Le 8 mars 2026, la traversée entre Roscoff et l'île de Batz a duré trente-six minutes.
C'est le temps qu'il faut au bateau. Ce n'est pas un temps qu'on choisit : on monte, on sort du port, et la lumière fait ce qu'elle veut pendant que la côte s'éloigne. Treize heures cinquante-six, quatorze heures trente-deux. Je ne l'ai su qu'après, en relisant les horodatages des fichiers.
Ce qu'il y avait autour
Une balade avec ma femme et mes enfants. Il pleuvait avant, pas pendant, et il a replu ensuite.
Le front qu'on voit sur ces images est celui qui attendait son tour. Il est passé au-dessus de l'île pendant que la jetée s'avançait dans l'eau grise, et le rideau de pluie a effacé la moitié de l'horizon.
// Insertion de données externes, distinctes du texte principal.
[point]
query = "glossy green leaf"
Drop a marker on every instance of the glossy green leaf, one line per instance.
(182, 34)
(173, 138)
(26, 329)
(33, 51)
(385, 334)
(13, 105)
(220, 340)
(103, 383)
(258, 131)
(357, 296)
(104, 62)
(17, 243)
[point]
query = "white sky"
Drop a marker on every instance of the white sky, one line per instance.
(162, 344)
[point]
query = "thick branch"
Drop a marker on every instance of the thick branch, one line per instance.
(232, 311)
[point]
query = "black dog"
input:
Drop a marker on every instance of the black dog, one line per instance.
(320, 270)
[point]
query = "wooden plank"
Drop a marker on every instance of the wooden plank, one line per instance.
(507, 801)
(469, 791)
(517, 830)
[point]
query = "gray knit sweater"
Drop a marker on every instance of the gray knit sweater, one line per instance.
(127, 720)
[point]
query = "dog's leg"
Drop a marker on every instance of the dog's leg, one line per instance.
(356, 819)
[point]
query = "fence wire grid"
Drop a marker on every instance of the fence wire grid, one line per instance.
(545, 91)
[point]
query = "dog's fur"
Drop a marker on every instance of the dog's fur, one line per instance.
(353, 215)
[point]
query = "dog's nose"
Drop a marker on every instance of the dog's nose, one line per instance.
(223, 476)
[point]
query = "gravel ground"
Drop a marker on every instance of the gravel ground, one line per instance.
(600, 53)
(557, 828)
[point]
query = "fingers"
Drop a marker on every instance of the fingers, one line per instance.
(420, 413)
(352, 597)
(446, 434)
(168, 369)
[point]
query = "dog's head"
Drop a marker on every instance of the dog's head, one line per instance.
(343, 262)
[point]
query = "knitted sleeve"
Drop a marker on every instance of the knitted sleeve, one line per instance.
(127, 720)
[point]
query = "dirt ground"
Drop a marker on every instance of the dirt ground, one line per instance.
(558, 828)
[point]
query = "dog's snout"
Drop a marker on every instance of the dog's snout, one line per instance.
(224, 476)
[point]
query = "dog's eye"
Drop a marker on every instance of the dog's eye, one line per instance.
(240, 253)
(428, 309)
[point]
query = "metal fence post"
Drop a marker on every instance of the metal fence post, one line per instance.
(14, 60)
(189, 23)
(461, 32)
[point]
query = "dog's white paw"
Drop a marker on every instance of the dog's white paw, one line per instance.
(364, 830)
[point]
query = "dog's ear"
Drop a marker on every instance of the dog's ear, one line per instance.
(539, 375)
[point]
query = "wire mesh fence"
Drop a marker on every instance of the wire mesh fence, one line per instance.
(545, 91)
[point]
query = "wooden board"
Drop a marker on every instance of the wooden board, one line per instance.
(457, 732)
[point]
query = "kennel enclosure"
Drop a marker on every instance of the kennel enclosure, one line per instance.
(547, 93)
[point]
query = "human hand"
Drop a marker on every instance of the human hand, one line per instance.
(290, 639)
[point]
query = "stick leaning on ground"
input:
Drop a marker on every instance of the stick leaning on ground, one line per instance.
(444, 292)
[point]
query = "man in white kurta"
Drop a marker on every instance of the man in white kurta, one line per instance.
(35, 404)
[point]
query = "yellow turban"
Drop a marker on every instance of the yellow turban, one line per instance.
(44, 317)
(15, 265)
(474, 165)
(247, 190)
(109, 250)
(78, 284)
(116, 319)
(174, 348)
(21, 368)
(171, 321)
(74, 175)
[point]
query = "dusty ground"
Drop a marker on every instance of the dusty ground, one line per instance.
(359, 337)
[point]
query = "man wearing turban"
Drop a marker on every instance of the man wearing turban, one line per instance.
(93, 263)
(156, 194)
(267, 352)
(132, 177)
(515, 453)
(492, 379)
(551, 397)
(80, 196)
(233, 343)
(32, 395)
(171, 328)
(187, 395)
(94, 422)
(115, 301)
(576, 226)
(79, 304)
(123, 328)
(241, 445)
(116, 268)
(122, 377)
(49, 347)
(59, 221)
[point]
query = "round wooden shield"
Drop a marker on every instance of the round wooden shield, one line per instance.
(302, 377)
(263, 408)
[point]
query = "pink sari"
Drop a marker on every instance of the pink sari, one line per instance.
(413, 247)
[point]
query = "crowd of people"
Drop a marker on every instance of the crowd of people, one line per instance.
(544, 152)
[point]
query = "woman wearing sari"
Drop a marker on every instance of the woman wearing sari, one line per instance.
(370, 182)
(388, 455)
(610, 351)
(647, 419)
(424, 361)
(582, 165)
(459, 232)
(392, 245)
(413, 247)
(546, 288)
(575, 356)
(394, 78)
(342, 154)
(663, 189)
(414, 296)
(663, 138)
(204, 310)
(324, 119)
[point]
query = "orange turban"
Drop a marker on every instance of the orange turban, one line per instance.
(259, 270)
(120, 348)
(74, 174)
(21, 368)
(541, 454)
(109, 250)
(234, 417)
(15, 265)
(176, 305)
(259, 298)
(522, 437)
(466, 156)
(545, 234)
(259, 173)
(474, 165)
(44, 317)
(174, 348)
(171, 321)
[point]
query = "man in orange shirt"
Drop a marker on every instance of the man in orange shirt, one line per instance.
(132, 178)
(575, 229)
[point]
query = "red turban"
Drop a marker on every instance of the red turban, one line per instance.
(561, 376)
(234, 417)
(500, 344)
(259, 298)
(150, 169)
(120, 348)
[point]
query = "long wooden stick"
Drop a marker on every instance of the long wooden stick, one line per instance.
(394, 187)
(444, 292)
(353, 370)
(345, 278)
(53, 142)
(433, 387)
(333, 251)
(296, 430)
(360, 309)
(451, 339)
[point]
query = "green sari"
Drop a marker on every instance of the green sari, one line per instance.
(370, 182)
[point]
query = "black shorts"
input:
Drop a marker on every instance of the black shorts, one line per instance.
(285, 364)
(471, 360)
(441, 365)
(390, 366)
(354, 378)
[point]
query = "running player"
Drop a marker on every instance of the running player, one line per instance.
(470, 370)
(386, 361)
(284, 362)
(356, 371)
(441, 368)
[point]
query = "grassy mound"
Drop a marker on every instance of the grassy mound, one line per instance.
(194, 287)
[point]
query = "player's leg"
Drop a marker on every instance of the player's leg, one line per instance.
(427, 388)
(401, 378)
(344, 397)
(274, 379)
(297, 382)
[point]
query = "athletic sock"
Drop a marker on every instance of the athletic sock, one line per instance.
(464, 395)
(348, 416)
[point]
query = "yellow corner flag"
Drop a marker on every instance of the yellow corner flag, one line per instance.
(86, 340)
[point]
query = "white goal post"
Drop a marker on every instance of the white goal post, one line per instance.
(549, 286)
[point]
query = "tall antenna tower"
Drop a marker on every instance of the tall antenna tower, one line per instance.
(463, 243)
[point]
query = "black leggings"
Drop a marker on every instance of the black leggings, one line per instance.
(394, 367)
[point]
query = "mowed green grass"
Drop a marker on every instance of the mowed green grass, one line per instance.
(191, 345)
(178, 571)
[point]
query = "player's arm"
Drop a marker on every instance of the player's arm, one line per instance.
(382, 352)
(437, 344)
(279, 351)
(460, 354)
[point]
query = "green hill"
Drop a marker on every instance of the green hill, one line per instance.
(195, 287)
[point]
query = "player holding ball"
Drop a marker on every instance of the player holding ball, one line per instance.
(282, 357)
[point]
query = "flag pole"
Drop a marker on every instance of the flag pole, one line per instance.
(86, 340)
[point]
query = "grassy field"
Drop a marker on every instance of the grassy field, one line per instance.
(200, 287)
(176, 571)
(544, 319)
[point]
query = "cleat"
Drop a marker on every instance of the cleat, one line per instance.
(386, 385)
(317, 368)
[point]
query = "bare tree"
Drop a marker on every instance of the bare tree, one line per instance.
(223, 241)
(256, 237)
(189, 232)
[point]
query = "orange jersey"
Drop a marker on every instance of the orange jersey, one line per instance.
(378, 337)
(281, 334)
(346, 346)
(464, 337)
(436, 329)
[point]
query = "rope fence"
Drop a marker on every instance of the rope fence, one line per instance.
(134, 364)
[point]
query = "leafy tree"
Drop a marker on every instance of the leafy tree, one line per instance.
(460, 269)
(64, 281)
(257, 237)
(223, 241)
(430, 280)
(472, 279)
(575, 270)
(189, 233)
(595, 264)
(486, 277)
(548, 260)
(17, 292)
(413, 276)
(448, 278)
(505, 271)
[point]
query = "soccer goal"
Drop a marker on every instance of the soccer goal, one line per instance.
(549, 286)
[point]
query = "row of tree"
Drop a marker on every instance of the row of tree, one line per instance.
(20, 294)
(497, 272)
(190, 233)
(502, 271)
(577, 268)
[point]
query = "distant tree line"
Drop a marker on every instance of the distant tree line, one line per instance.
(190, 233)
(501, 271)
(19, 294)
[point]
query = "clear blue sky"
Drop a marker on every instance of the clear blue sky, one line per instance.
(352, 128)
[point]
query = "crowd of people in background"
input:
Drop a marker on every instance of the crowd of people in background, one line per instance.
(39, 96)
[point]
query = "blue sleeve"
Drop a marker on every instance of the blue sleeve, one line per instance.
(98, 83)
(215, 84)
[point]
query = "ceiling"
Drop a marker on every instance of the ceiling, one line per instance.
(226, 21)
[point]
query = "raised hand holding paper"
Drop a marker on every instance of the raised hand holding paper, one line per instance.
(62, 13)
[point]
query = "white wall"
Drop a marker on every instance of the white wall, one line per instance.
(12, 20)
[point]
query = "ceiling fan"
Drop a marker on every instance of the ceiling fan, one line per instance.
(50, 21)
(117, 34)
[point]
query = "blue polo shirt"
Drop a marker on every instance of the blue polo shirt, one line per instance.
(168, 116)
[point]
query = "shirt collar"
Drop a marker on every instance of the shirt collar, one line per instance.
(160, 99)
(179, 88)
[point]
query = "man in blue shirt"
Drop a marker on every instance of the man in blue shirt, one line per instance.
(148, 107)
C'est le genre de fenêtre qu'on ne négocie pas. Elle s'ouvre, on photographie dedans, elle se referme, et on n'a pas décidé de sa durée.
Cinquante images
Cinquante images sont sorties de ces trente-six minutes. Des balises, des perches cardinales, une tourelle, la jetée, des silhouettes minuscules sur l'estran.
Un bateau qui traverse un chenal balisé est un endroit particulier pour photographier : tout ce qui compte est déjà debout et déjà espacé. Personne n'a disposé ces formes pour qu'on les regarde. Elles sont placées pour être vues de loin, par quelqu'un qui doit savoir de quel côté passer. Le vide entre elles n'est pas un effet de cadrage, il est la raison d'être de l'ensemble.
Ce que je n'avais pas vu la première fois
En reprenant la prise de vue des mois plus tard, j'ai trouvé huit images que je n'avais pas retenues au premier passage. Deux des plus fortes du lot en viennent.
La première sélection s'était faite sur des vignettes. Sur quinze images regardées en grand, quatre verdicts se sont inversés. Deux que j'avais écartées pour un parasite au premier plan sont en réalité les deux seules où quelqu'un est dans le cadre.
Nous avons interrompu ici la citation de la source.